Here’s another example of how we can use the PBDB to look at how bivalves have changed the depth of their burrowing over the Phanerozoic. We’re going to download data, and this time we’re adding some terms at the end, including ecospace. Once you download this data, take a look at it over in Environment so you can see the extra columns you’ve downloaded in addition to the regular occurrence data.

library(tidyverse)
## ── Attaching core tidyverse packages ──────────────────────── tidyverse 2.0.0 ──
## ✔ dplyr     1.1.4     ✔ readr     2.1.5
## ✔ forcats   1.0.0     ✔ stringr   1.5.1
## ✔ ggplot2   3.4.4     ✔ tibble    3.2.1
## ✔ lubridate 1.9.3     ✔ tidyr     1.3.1
## ✔ purrr     1.0.2     
## ── Conflicts ────────────────────────────────────────── tidyverse_conflicts() ──
## ✖ dplyr::filter() masks stats::filter()
## ✖ dplyr::lag()    masks stats::lag()
## ℹ Use the conflicted package (<http://conflicted.r-lib.org/>) to force all conflicts to become errors
bivalve_eco<-read.csv("https://paleobiodb.org/data1.2/occs/list.csv?base_name=Bivalvia&taxon_reso=family&interval=Devonian,Jurassic&show=class,ecospace,timebins")

Once you run this code yourself, make sure to click on the bivalve_eco Data over in Global Environment and see what it looks like. Scroll over to the right to see all the columns that you’ve downloaded.

So now we can look at how life habits have changed over time. One way to do this is to group by the max_ma of each occurrence, and then count how many life habit are in each category and each time bin.

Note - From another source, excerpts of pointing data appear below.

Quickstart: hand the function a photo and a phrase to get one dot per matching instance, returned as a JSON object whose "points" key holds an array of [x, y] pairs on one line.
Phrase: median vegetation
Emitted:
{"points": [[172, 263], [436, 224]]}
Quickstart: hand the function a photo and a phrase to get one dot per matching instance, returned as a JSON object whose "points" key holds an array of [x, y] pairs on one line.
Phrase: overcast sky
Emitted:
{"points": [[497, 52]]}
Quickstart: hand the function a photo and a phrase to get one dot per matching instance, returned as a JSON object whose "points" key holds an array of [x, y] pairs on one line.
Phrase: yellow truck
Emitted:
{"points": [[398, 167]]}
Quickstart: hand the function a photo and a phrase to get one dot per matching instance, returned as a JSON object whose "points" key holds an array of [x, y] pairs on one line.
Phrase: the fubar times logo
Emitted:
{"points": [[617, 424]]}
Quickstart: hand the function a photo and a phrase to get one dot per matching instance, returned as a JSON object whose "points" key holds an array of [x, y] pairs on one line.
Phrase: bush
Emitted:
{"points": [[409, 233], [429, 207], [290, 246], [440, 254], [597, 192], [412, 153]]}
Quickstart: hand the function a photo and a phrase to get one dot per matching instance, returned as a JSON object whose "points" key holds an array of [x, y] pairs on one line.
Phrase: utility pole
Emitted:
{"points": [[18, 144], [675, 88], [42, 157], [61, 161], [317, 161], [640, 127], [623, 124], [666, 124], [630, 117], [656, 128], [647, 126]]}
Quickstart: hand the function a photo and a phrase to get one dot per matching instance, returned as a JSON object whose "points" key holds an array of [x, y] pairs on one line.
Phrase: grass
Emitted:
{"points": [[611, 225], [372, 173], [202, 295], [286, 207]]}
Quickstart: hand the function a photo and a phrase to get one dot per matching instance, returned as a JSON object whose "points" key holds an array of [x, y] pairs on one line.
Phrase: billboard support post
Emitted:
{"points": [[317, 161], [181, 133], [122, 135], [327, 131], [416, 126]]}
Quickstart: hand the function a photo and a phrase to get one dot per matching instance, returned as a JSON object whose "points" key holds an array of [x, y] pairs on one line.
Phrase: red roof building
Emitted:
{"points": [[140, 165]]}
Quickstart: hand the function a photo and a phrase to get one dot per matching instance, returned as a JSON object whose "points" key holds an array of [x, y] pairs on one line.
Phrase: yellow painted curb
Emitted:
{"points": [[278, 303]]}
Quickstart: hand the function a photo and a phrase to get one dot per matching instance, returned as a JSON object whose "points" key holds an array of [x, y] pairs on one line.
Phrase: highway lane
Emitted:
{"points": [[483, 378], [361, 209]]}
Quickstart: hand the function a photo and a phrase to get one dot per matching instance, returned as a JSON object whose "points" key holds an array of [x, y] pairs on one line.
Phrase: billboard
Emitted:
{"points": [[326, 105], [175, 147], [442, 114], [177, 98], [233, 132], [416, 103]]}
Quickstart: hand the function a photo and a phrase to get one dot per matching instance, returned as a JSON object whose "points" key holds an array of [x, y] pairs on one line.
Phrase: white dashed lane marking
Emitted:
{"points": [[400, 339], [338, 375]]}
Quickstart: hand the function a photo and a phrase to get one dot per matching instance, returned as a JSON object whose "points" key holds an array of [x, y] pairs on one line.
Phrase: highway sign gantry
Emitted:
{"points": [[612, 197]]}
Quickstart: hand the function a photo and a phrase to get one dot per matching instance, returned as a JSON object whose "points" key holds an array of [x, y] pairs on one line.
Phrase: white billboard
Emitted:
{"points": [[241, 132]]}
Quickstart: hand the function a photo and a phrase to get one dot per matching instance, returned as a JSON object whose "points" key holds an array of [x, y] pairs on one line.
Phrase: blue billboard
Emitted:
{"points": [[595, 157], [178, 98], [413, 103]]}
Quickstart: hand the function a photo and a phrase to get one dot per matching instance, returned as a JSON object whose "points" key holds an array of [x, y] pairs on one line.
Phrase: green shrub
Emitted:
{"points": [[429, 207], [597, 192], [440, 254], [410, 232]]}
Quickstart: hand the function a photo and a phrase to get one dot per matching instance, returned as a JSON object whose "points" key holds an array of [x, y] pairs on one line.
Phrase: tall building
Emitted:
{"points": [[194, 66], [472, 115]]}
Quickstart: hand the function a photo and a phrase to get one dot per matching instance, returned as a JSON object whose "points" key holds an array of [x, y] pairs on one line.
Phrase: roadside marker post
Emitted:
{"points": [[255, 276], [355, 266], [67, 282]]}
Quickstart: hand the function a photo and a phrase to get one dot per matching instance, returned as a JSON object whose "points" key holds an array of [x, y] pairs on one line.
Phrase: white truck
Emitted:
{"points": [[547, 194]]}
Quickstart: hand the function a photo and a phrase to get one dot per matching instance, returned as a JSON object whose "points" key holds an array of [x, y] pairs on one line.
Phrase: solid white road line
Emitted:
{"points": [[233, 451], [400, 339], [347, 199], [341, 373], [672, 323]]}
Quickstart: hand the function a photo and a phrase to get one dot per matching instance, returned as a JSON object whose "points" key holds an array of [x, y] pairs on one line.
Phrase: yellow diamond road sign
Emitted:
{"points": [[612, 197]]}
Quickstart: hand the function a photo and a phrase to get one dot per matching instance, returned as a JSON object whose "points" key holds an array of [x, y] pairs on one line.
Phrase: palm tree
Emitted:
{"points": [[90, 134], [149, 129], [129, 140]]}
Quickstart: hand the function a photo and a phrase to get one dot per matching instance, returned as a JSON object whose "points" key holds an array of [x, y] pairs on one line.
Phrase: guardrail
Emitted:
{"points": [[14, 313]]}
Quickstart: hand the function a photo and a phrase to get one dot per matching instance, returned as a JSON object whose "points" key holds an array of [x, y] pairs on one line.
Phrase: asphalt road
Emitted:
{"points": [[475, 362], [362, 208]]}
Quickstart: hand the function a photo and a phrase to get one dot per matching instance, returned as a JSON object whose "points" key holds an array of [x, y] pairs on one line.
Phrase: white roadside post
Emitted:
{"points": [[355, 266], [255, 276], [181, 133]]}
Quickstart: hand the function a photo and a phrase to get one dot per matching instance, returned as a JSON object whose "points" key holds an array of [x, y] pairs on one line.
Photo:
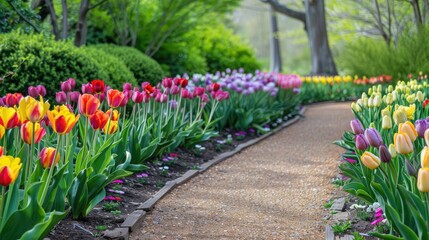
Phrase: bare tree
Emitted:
{"points": [[315, 25]]}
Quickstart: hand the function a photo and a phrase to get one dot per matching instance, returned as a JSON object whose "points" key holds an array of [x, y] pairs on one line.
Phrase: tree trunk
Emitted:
{"points": [[321, 56], [276, 60], [82, 24]]}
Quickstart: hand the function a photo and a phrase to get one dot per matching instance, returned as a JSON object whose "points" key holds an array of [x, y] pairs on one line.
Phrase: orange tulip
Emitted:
{"points": [[62, 120], [114, 98], [9, 169], [88, 104], [9, 117], [98, 120], [408, 128], [114, 116], [423, 180], [33, 110], [47, 156], [27, 132], [403, 143], [370, 160], [111, 127]]}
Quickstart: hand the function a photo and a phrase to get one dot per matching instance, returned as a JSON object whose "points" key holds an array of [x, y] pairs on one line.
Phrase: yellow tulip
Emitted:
{"points": [[423, 180], [403, 143], [370, 160], [9, 169]]}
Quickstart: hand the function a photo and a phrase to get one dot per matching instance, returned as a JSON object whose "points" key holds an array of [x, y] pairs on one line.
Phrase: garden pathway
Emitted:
{"points": [[272, 190]]}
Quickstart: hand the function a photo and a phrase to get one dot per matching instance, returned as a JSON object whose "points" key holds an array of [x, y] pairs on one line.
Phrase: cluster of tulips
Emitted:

bivalve_eco_summary<-bivalve_eco %>% group_by(max_ma)%>% dplyr::count(life_habit)

This is sort of hard to interpret, however, so we can use a plot to make it easier to see what’s going on. Here, I’ve done the same code as above, and then added a ggplot pipe to the end. My x axis is just max_ma, my y axis is the count of how many occurences are in each life habit, and I’ve color coded it by life habit so we can see all the different ones more clearly.

bivalve_eco_summary %>% ggplot(aes(x=max_ma, y=n, colour=life_habit))+geom_point()+scale_x_reverse()

This is cool, but there is still a lot to look at here and it’s hard to pull apart a single life habit. So we can do one more step, a filter, and specify the life habit we want to look at:

bivalve_eco_summary %>% filter(life_habit=="shallow infaunal") %>% ggplot(aes(x=max_ma, y=n, colour=life_habit))+geom_point()+scale_x_reverse()

Much nicer!!

This is just an example of the kinds of things we can do with the PBDB, so keep this in mind as you’re planning your final projects.

TO TURN IN:

Make one new figure using the bivalve_eco dataset that is different from the ones I’ve shown you how to make here. Submit the figure along with a caption for the figure that explains the figure and a brief summary of what you think the figure shows.